Greve expõe vazio de lideranças na política

O Parlamento não é fruto de geração espontânea, mas reflexo de nossas mazelas. Foto: Orlando Brito

A paralisação do transporte de cargas, com todos os desdobramentos que jogaram o país em uma crise de abastecimento sem precedentes, expõe uma outra crise preocupante: a da falta de lideranças nacionais. A carência de líderes vem sendo cada vez mais sentida ao longo do tempo, mas o vazio com que nos deparamos no campo político, diante do atropelo a que foi submetida a atividade econômica e das ameaças à estabilidade política, traduzidas na defesa oculta da intervenção militar, mostrou-se extremamente atual.

Desde 21 de maio, quando caminhões passaram a ser usados para bloquear as estradas, tornou-se lugar comum apontar a fragilidade do governo. Isto é indiscutível. Bem que o Palácio do Planalto se mobilizou, com a criação de um gabinete da crise, depois transformado em Acompanhamento da Normalização do Abastecimento, mas as respostas foram pouco convincentes (haja vista o duradouro bloqueio das estradas) e dúbias, como a recente declaração de Michel Temer relativamente à possibilidade de fazer mudanças na política de preços da Petrobras. Um desastre cujos efeitos ainda não foram totalmente mensurados.

Falta no governo alguém que possa falar à nação e transmitir credibilidade. Quando Temer, na noite de domingo, 27, surgiu na TV para anunciar medidas decididas pelo governo, com vistas a atender os pleitos do movimento e a pôr fim à greve, foi saudado com um panelaço nacional, parecido com a bateção de panelas de dois anos atrás, que se seguia às aparições da ex-presidente Dilma Rousseff nos lares de todo o país.

Estamos de acordo: o governo é muito fraco. Ocorre que não são notadas outras lideranças no cenário político, nem no campo institucional nem entre os pré-candidatos a presidente.

Não me toques

Os presidentes da Câmara, Rodrigo Maia, e do Senado Eunício Oliveira, têm o poder que o cargo lhes confere e se saem bem quando se encaixam no papel institucional, buscando vocalizar o sentimento das respectivas Casas.

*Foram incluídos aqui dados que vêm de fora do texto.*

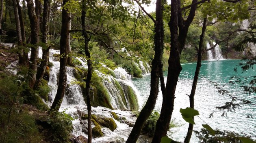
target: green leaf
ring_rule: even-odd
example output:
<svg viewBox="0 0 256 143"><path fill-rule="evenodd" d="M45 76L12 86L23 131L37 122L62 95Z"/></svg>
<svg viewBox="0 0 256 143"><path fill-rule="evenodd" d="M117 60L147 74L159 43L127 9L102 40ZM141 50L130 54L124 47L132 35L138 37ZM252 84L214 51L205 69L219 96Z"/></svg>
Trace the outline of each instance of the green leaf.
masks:
<svg viewBox="0 0 256 143"><path fill-rule="evenodd" d="M241 141L243 143L255 143L256 141L252 140L252 139L247 137L239 137L238 139Z"/></svg>
<svg viewBox="0 0 256 143"><path fill-rule="evenodd" d="M186 122L190 124L195 124L193 118L195 116L199 115L198 111L190 107L187 107L186 109L180 108L180 112Z"/></svg>
<svg viewBox="0 0 256 143"><path fill-rule="evenodd" d="M207 124L202 124L203 127L207 129L210 132L210 135L212 136L215 136L215 131L210 126Z"/></svg>
<svg viewBox="0 0 256 143"><path fill-rule="evenodd" d="M167 136L163 137L161 138L161 143L180 143L178 141L174 141L171 139L169 138Z"/></svg>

Muitas vezes exageram no “não me toques”, como faz frequentemente Eunício, transbordando em si mesmo, ou como fez Maia ao afirmar que a Câmara não votaria aumento de impostos. Certamente, o ministro da Fazenda, Eduardo Guardia, a quem o presidente da Câmara respondia publicamente, não estava pensando que os deputados pudessem votar impostos, quando falou da necessidade de compensação pela perda de receita na tributação sobre o óleo diesel. O governo tem impostos regulatórios que podem ser usados em situações como esta, sem precisar recorrer ao Congresso, sempre mais propenso a conceder do que a taxar.

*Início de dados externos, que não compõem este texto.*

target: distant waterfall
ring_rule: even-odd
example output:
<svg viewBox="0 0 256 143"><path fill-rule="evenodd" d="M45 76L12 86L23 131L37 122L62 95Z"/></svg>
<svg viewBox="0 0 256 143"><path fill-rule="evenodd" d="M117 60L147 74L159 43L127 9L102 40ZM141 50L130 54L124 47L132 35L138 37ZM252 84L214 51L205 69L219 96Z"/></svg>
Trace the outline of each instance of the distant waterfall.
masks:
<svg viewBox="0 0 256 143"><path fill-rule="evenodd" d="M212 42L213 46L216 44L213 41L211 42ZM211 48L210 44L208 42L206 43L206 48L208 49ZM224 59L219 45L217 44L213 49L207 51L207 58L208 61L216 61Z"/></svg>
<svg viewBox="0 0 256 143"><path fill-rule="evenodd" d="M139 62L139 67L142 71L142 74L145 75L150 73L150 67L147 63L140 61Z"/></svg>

Rodrigo Maia e Eunício Oliveira atuam na linha inaugurada pelos antecessores, Eduardo Cunha e Renan Calheiros, enaltecendo a relevância das Casas que presidem no processo decisório. Eles crescem à medida que o governo, visto por parte da crônica política como “cachorro morto”, se perde nos próprios erros.

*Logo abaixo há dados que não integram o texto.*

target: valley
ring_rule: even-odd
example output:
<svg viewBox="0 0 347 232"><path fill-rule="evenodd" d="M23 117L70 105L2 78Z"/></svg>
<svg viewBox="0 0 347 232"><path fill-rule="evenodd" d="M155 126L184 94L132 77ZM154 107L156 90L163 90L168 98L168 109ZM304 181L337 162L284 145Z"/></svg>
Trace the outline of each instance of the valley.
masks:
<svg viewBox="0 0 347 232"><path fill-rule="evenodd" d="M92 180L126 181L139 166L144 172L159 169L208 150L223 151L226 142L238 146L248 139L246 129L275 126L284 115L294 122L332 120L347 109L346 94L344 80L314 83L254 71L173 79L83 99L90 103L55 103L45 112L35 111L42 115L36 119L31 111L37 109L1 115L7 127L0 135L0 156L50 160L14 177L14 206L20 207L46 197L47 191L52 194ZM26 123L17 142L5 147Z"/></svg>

Chutar “cachorro morto”, como se dizia antigamente, não dá liderança a ninguém.  Que o digam os adversários do governo, sejam eles integrantes dos partidos que formam oposição institucional, sejam ex-aliados, que romperam com Temer ao longo do caminho. Estes podem vir a melhorar o desempenho eleitoral, mas isso não os faz despontar com vigor no cenário nacional. De modo geral, a política não está bem na foto, para usar uma expressão mais contemporânea.

O agravamento da situação de desabastecimento do país nos primeiros dias da semana alarmou o Senado, que aprovou com celeridade, para melhorar a arrecadação federal, um projeto que nunca esteve entre os preferidos do Legislativo, justamente por representar aumento de tributação: o da reoneração da folha de pagamento das empresas.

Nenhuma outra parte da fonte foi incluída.